What's in a Name?

BY BEN YASTER

AS A CHILD BORN to the ignominious fate of a silly-sounding last name, I can understand why New York Attorney General Eliot Spitzer is so vehement in his pursuit of justice. Just as I was tagged with all sorts of epithets beginning in middle school, ranginging from the tame rhyme Master Yaster to the hyphenated sexual innuendoes Yaster-Bater and Nasty-Yasty, I imagine that Spitzer must have been subject to a few malicious takes on the obvious ethnic origins and post-fellatio connotations his surname suggests. Spitzerberger. Spit-take. The Schpritzer. Spitz-or-swallows. The list of possibilites goes on. Spitzerellli's history, if anything close to my own, is most likely rife with injustices all on account of his last name. The corporate world littered with firms as phonetically vanilla and unobjectionable as Smith and Barney, will now pay the price.

In terms of nicknames, Maurice A. Greenberg probably had a much easier schooling experience than Spitzer. Greenberg, usually referred to as Hank, conjures the image of the onetime major leaguer Hank Greenberg, a Hercules who rained RBIs in the 1930s and '40s, and the only Jew besides Sandy Koufax to, well, mean much of anything to the game of baseball. Maurice Greenberg, dubbed Hank by some beneficent fellow, probably never faced the catcalls of "Mo' Greens" and "Green-turd-er" that would have followed a man of, say, Spitzer's status. Riding the myth of the homerun hitter that preceded him, Greenberg undoubtedly cruised to a position of wealth and power.

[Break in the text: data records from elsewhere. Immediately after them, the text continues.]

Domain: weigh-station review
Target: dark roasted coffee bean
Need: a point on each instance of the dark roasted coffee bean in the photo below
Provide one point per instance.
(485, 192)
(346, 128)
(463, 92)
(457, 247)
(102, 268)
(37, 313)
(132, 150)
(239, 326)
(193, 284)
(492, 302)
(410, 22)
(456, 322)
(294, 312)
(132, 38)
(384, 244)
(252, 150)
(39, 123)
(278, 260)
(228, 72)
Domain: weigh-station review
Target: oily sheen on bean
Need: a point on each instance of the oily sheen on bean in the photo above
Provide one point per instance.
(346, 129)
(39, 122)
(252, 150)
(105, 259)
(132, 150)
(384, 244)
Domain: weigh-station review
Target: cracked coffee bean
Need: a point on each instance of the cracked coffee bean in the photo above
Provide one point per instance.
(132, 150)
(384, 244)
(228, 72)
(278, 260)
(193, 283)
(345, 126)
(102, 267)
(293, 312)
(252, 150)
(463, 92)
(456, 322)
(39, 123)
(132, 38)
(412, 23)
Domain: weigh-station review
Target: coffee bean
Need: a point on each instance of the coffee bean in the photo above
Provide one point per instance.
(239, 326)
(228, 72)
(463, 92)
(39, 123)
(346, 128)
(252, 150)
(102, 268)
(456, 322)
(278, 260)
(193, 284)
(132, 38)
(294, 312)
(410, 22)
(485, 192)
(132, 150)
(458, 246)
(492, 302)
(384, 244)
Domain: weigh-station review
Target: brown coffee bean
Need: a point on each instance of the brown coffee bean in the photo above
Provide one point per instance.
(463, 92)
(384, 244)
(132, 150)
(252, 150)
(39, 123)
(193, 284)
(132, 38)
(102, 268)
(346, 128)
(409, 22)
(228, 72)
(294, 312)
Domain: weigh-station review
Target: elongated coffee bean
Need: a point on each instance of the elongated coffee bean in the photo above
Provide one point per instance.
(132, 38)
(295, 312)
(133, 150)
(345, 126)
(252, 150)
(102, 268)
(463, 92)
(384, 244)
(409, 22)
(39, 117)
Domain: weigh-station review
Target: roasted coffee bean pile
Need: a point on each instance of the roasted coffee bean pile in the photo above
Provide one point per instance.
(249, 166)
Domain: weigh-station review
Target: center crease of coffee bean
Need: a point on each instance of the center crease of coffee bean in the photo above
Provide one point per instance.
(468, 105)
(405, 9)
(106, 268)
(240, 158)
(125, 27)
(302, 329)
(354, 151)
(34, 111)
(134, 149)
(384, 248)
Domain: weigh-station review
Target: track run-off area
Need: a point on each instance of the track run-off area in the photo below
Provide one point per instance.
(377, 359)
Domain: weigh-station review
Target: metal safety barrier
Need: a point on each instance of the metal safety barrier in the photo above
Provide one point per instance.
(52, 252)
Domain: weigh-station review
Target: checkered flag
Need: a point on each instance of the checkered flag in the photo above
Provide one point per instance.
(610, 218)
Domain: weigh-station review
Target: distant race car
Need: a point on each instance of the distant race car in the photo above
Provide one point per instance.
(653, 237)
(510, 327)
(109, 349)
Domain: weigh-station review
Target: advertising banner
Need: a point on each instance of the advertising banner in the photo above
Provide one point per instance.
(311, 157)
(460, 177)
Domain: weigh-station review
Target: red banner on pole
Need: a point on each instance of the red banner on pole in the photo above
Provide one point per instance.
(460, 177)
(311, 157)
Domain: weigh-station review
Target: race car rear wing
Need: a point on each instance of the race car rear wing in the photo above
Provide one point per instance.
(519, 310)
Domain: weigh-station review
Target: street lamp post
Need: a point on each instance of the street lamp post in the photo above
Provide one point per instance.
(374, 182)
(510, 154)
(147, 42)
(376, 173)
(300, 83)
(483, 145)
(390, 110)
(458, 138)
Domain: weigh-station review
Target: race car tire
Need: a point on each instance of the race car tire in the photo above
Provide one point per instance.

It is therefore no surprise to this one Benjamin Zev Yaster, a name that has yet to sound less rediculous with each passing day, that Spitzer has been so adamant about going after Greenberg, the former CEO of uber-insurer American International Group (AIG) Inc. Yes, Greenberg may be implicated in gross acounting frauds. And, yes, his stakes in the Bermuda-seated C.V. Starr companies-the same C.V. Starr responsible for a good chunk of Brown's donations-is questionable, to say the least. But the New York Attorney General's Office cannot only be after these crimes. There is something else lurking behind Spitzer's intent, something else stuck in his craw, something else burning him beneath that omnipresent five-o'clock shadow.

From this Yaster-Bater, I promise you, the Spitzer-Spatzer is taking it personally. He is defending his very name.